La casa, con la minaccia Coronavirus, sembra essere il luogo più sicuro, un nido all’interno del quale trovare protezione e garanzie. In alcuni Paesi e in alcune situazioni, però, non è così. Vi sono per esempio zone, in Africa, dove, proprio nelle ultime settimane, le piogge torrenziali hanno inondato strade e abitazioni che si sono rivelate così in tutta la loro debolezza e precarietà.
72 morti, 4 dispersi, quasi 1000 case distrutte, più di 200 ettari di colture spazzate a causa delle inondazioni: questo è il tragico bilancio registrato solo nelle regioni nord-occidentali del Rwanda dal Dipartimento di Gestione delle Emergenze. I problemi legati alla stagione delle piogge sono frequenti nel Paese dell’Africa orientale ma un disastro di tale portata erano anni che non si registrava.
Il distretto più colpito quest’anno è stato quello di Gakenke: proprio qui, infatti, sono morti anche otto membri della stessa famiglia a causa di una frana che ha sommerso la loro casa. Secondo Deogratias Nzamwita, sindaco di questo distretto, più di 500 famiglie stanno attualmente facendo i conti con i gravi problemi legati alle fitte e incessanti piogge.
I feriti e le persone che hanno perso la casa o che non vi possono accedere a causa dei danni arrecati dal maltempo hanno cercato rifugio delle dimore di parenti e amici e molti sono attualmente accolti e curati in alcune scuole dove ricevono assistenza dalla Croce Rossa Ruandese. Si prevede che saranno ricollocati entro due mesi in siti abitativi individuati dal distretto, ha chiarito il sindaco.
Nel frattempo, sempre in Africa orientale, cresce la preoccupazione per il Kenya dove le dighe a monte del fiume Tana, stanno registrando livelli record di acqua, facendo aumentare il pericolo per la città di Hola e in generale per le contee di Tana River e Garissa.
Nel Paese le alluvioni hanno comunque già lasciato una scia di morte: a fine aprile si sono registrati almeno cento decessi e oltre 1.800 famiglie sono state evacuate nelle regioni del Kenya occidentale dove, nella Contea di Bomet, si è anche aperta una dolina: una bomba d’acqua ha così invaso numerosi villaggi.

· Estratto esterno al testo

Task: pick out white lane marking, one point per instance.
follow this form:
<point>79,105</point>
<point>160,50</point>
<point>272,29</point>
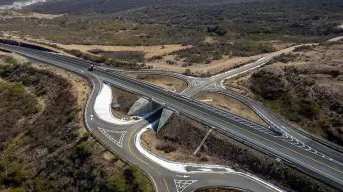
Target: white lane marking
<point>183,184</point>
<point>184,176</point>
<point>117,142</point>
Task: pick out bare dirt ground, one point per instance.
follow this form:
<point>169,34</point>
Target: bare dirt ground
<point>216,66</point>
<point>20,59</point>
<point>213,68</point>
<point>166,82</point>
<point>229,104</point>
<point>80,88</point>
<point>315,65</point>
<point>125,100</point>
<point>9,14</point>
<point>181,136</point>
<point>149,50</point>
<point>169,146</point>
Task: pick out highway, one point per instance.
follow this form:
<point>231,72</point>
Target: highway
<point>253,134</point>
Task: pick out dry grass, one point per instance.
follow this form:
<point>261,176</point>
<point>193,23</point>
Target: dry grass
<point>216,66</point>
<point>150,142</point>
<point>230,104</point>
<point>9,14</point>
<point>80,88</point>
<point>20,59</point>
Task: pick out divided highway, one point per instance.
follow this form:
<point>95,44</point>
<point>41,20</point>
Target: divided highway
<point>326,168</point>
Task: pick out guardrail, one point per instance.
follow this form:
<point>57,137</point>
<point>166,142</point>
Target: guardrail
<point>247,101</point>
<point>214,110</point>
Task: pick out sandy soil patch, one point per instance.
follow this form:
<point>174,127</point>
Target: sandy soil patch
<point>20,59</point>
<point>230,104</point>
<point>80,87</point>
<point>125,100</point>
<point>151,143</point>
<point>26,39</point>
<point>212,68</point>
<point>149,50</point>
<point>170,83</point>
<point>9,14</point>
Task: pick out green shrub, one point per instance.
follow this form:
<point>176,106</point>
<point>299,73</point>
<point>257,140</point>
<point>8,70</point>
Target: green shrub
<point>116,184</point>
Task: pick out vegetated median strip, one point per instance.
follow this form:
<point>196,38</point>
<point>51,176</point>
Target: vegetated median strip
<point>202,142</point>
<point>181,167</point>
<point>281,146</point>
<point>261,137</point>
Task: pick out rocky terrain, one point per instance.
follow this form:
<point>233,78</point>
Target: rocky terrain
<point>43,141</point>
<point>181,136</point>
<point>305,87</point>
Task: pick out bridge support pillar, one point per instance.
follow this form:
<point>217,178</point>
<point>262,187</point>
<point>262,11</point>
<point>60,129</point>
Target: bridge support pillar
<point>166,114</point>
<point>141,106</point>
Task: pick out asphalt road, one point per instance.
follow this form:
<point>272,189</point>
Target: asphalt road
<point>329,170</point>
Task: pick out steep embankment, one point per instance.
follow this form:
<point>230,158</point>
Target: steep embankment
<point>181,136</point>
<point>304,87</point>
<point>44,143</point>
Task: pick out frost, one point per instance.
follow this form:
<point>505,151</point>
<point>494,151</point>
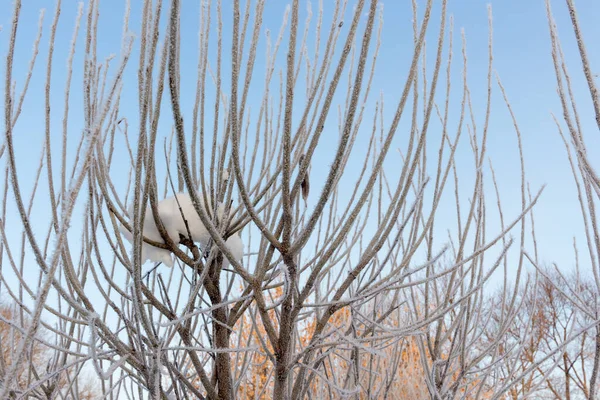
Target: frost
<point>174,220</point>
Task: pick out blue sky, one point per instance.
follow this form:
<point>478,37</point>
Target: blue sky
<point>521,58</point>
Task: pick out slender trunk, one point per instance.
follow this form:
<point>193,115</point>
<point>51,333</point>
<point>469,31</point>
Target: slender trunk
<point>567,376</point>
<point>282,356</point>
<point>594,377</point>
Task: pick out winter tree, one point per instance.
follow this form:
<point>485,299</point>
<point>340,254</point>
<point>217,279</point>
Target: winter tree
<point>268,222</point>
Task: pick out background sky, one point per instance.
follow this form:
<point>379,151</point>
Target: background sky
<point>522,59</point>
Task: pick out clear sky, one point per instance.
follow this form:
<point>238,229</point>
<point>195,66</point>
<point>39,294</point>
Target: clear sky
<point>521,58</point>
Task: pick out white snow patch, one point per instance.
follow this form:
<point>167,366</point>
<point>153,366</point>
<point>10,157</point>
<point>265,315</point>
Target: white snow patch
<point>174,222</point>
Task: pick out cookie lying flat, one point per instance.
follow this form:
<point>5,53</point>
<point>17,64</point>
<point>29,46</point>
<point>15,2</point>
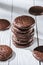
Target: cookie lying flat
<point>24,22</point>
<point>38,53</point>
<point>5,52</point>
<point>36,10</point>
<point>4,24</point>
<point>23,45</point>
<point>14,29</point>
<point>21,41</point>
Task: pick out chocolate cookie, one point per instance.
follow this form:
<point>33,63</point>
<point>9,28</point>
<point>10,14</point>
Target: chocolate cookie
<point>23,45</point>
<point>14,29</point>
<point>36,10</point>
<point>5,52</point>
<point>38,53</point>
<point>23,22</point>
<point>23,36</point>
<point>4,24</point>
<point>21,41</point>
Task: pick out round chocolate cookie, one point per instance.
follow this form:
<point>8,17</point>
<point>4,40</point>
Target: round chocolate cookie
<point>21,41</point>
<point>24,36</point>
<point>5,52</point>
<point>38,53</point>
<point>14,29</point>
<point>23,45</point>
<point>24,22</point>
<point>4,24</point>
<point>36,10</point>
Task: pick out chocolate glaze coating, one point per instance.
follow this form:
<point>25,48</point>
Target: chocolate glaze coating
<point>36,10</point>
<point>38,53</point>
<point>5,52</point>
<point>4,24</point>
<point>14,29</point>
<point>24,21</point>
<point>23,45</point>
<point>24,36</point>
<point>22,41</point>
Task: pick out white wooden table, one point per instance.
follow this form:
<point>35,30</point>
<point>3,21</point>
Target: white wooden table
<point>10,9</point>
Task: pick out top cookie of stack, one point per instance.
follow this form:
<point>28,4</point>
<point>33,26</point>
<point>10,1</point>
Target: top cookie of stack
<point>23,31</point>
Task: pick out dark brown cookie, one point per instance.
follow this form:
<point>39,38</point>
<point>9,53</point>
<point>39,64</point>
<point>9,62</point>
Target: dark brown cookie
<point>24,36</point>
<point>21,41</point>
<point>5,52</point>
<point>36,10</point>
<point>23,22</point>
<point>14,29</point>
<point>4,24</point>
<point>38,53</point>
<point>23,46</point>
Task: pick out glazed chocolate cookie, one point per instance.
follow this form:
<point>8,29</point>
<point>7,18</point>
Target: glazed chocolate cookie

Particolarmente colpita anche la città di Kisumu, situata sulle sponde del lago Vittoria, dove numerose case e attività commerciali sono stati devastate dalla fuoriuscita dell’acqua. Le acque del Lago Vittoria sono infatti salite a 13,43 metri: un record assoluto. Solo nel maggio 1964 si era registrato un livello così elevato. Sul bacino si affacciano tre Paesi: Uganda, Kenya e Tanzania e tutti questi Paesi hanno fatto i conti con i danni causati dalle esondazioni.
Ma non è finita: anche in Repubblica Democratica del Congo le piogge torrenziali hanno sommerso le cittadine di Uvira, Kalemie-Kirungu, Manono, Kongolo, Kamina e Goma causando decine di morti. La posizione di Ulvira ha decisamente giocato a sfavore per i suoi abitanti: si tratta infatti di una cittadina che sorge nella regione del Sud Kivu sul Lago Tanganika ed è attraversata da tre grandi fiumi.
Un comunicato della Direzione generale dei Saveriani, missionari presenti da più di 50 anni in loco, parla di «perdite di decine di vite umane di cui non si sa ancora il numero esatto perché molte persone mancano tuttora all’appello, alcune ancora seppellite dal fango e altre trascinate dall’acqua nel lago Tanganika; strade interrotte e ponti caduti; più di 3.500 case distrutte». Secondo i dati ufficiali, 77.790 persone, appartenenti a circa 5.500 famiglie, sono rimaste coinvolte nell’alluvione.
Tutto questo in un momento in cui la popolazione è invitata a stare a casa per prevenire il dilagare dell’epidemia da Coronavirus. Inoltre, viste le precarie condizioni di igiene in cui vivono numerose persone in determinati quartieri, aumenta anche il rischio di colera e infezioni di altro tipo.
E sembra, purtroppo, che non sia ancora finita: i meteorologi prevedono che le precipitazioni, più forti del solito, continueranno per tutto il mese di maggio. La stagione delle piogge dura infatti normalmente fino a giugno.